Paul Mescal (birthname:
Paul Colm Michael Mescal) is one of the fastest-rising actors in Anglo-Saxon cinema, garnering great acclaim (including a Best Actor Oscar nomination for only his third big-screen appearance) for nearly all of his big-screen performances since his striking debut in director/writer Maggie Gyllenhaal’s excellent adaptation of Elena Ferrante’s 2006 novel,
The Lost Daughter (2021), starring
Olivia Colman,
Dakota Johnson,
Jessie Buckley, Dagmara Dominczyk, Peter Sarsgaard and
Ed Harris, premiering at the Venice Film Festival (in which Gyllenhaal won the screenplay prize), and released theatrically and on streaming by Netflix.
Mescal co-starred with Emily Watson and
Aisling Franciosi in the Saela Davis and Anna Rose Holmer-directed UK/Irish drama,
God’s Creatures (2022), written by Shane Crowley (based on a story by Crowley and producer Fodhla Cronin O’Reilly), and which premiered in the Cannes Film Festival’s Directors Fortnight competition and was released by A24.
Mescal’s breakthrough (and his first Best Actor Oscar nomination) was as the father on holiday in writer/director Charlotte Wells’s highly acclaimed debut,
Aftersun (2022), co-starring Frankie Corio, which premiered in the Cannes Film Festival and grossed $10 million via release by A24 (U.S.) and Mubi (U.K.). Mescal joined famed choreographer Benjamin Millepied in his feature directorial debut, a “re-imagining” of Bizet’s opera,
Carmen (2022), with Mescal co-starring with
Melissa Barrera in the title role and Rossy de Palma, launching at the Toronto Film Festival and released by Sony Pictures Classics (in the U.S.) and Pathe Distribution (France, Europe).

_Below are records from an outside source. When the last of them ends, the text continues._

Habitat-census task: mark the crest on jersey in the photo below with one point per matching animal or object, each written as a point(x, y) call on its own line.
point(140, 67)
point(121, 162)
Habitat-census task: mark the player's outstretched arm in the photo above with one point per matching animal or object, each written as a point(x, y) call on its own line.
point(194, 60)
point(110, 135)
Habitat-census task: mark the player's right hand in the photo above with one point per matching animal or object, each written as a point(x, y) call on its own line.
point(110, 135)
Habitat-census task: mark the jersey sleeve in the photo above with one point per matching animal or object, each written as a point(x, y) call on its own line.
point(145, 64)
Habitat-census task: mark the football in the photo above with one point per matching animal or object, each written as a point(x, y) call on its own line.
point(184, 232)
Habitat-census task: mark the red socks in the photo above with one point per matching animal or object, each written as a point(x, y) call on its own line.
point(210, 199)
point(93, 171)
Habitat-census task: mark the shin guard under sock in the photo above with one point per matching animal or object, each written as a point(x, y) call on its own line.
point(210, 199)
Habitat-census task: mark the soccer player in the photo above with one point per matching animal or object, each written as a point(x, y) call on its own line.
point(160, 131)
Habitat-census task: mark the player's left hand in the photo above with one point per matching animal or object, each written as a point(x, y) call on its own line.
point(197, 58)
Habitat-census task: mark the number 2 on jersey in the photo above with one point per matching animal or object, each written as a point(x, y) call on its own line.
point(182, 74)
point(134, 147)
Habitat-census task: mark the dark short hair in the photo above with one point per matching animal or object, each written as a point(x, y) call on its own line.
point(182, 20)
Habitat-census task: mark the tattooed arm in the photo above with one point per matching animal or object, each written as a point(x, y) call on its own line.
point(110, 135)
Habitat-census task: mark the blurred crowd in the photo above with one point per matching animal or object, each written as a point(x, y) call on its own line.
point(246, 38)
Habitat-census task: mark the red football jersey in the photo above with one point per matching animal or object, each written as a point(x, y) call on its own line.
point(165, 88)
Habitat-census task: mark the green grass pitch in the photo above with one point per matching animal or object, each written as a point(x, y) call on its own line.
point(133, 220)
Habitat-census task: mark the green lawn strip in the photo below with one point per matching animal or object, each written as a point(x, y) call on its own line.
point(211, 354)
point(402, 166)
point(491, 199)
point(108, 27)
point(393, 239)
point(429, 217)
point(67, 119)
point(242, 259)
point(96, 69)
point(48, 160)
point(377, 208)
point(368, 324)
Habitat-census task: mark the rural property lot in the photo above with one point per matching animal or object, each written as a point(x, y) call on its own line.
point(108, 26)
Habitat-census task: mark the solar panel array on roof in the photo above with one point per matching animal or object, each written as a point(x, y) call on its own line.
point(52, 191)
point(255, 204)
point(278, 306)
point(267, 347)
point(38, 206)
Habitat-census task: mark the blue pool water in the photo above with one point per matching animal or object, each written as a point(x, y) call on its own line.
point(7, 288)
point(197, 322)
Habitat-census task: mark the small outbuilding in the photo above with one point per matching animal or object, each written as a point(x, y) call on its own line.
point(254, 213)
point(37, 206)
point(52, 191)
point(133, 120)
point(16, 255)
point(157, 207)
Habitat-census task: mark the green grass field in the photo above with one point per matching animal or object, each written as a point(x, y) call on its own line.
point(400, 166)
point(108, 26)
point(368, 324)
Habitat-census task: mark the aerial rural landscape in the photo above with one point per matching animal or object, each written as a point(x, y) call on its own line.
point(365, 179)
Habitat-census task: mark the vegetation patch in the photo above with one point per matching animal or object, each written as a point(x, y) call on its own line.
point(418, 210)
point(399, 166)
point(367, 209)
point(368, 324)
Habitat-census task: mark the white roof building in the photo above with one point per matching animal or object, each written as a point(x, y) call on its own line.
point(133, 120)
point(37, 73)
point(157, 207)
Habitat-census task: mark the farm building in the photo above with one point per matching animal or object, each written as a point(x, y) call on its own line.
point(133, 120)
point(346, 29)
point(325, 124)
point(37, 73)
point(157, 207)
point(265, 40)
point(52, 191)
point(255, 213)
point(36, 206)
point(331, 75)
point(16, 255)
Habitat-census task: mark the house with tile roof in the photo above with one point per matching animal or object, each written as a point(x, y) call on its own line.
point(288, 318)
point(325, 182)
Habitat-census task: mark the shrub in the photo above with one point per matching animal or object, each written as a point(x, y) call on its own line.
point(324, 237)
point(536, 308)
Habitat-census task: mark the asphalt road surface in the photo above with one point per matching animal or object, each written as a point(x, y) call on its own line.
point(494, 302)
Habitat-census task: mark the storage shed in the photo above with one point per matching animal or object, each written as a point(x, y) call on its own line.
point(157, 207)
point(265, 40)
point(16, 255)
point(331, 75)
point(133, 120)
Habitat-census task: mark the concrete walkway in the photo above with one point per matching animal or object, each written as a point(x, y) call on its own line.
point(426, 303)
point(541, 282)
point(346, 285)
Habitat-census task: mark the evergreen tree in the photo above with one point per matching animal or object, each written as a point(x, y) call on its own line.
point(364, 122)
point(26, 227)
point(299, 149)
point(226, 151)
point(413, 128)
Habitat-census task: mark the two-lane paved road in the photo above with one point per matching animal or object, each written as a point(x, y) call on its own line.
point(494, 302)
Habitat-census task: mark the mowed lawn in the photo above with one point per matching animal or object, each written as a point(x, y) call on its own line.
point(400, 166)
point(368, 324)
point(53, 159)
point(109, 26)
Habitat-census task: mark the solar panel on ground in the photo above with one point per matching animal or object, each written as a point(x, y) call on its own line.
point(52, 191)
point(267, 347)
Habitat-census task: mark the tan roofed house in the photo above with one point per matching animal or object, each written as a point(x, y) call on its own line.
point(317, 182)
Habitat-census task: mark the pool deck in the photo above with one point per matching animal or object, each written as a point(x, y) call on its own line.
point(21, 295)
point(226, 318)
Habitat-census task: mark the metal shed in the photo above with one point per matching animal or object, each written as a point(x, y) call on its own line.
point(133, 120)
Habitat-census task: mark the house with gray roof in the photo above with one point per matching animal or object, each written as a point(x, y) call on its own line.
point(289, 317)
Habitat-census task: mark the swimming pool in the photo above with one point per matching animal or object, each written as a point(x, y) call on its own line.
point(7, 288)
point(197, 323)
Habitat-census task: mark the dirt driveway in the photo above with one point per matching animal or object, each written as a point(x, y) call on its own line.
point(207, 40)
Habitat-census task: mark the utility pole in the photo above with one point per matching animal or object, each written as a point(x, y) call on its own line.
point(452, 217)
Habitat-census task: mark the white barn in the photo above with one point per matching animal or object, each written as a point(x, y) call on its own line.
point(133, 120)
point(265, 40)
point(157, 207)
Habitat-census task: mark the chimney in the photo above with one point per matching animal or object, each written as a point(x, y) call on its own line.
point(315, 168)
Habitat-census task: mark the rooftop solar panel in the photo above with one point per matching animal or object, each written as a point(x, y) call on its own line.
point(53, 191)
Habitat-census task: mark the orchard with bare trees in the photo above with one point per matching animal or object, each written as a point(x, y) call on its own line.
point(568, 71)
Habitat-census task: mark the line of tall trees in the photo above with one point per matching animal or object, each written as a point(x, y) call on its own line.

Paul Mescal won further acclaim in a striking performance opposite co-star Andrew Scott in director/writer Andrew Haigh’s drama,
All of Us Strangers (2023), adapted from Taichi Yamada’s 1987 novel and Nobuhiko Obayashi’s film version of the Yamada novel titled
The Discarnates (1988), and featuring cast members Jamie Bell and Claire Foy, and which premiered at the Telluride Film Festival and grossing a solid $20 million for distributor Searchlight Pictures. Mescal co-starred with Saoirse Ronan and
Aaron Pierre in co-writer/director Garth Davis’ sci-fi psychological drama,
Foe (2023), based on co-screenwriter Iain Reid’s 2018 novel and released theatrically by Amazon MGM Studios after premiering at the New York Film Festival.
Mescal led the cast of director/producer
Ridley Scott’s first and long-in-development sequel,
Gladiator II (2024), in which Mescal played the role of the son of Russell Crowe’s Maximus from
Gladiator (2000) with Denzel Washington,
Pedro Pascal,
Joseph Quinn, Lior Raz, Derek Jacobi, and Connie Nielsen, and which was released by Paramount Pictures. Mescal joined co-star
Josh O’Connor and director/co-writer Oliver Hermanus for the early 20th-century romance,
The History of Sound (2025), based on the short story by Ben Shattuck (who co-wrote the script) and produced by Film4 and End Cue.
Paul Mescal portrayed William Shakespeare with Jessie Buckey’s Agnes Shakespeare in co-writer/director Chloe Zhao’s feature version of co-screenwriter/novelist Maggie O’Farrell’s 2020 novel,
Hamnet (date to be announced), with
Joe Alwyn and Emily Watson, and which was co-produced in part by Amblin Partners and released by Focus Features (in the U.S.) and Universal Pictures (ex-U.S.).
Mescal took over the starring role opposite Ben Platt and Beanie Feldstein in filmmaker Richard Linklater’s unusual film version of Stephen Sondheim’s and George Furth’s 1981 musical,
Merrily We Roll Along (date to be announced), which Linklater has been filming over several years in the mode he filmed his 2014
Boyhood and financed by producer Jason Blum’s Blumhouse Productions.
Mescal was cast as Paul McCartney in an ambitious feature biopic project about The Beatles—each titled after the first name of each Beatle--all directed and produced by
Sam Mendes and co-written by Jez Butterworth, Peter Straughan and Jack Thorne, with
Harris Dickinson as John, Joseph Quinn as George and Barry Keoghan as Ringo, and with a supporting cast of James Norton (as Brian Epstein), Saoirse Ronan (as Linda McCartney) and Anna Sawai (as Yoko Ono), and which was produced by Apple Corps/Sony Pictures Family Entertainment/Neal Street Productions.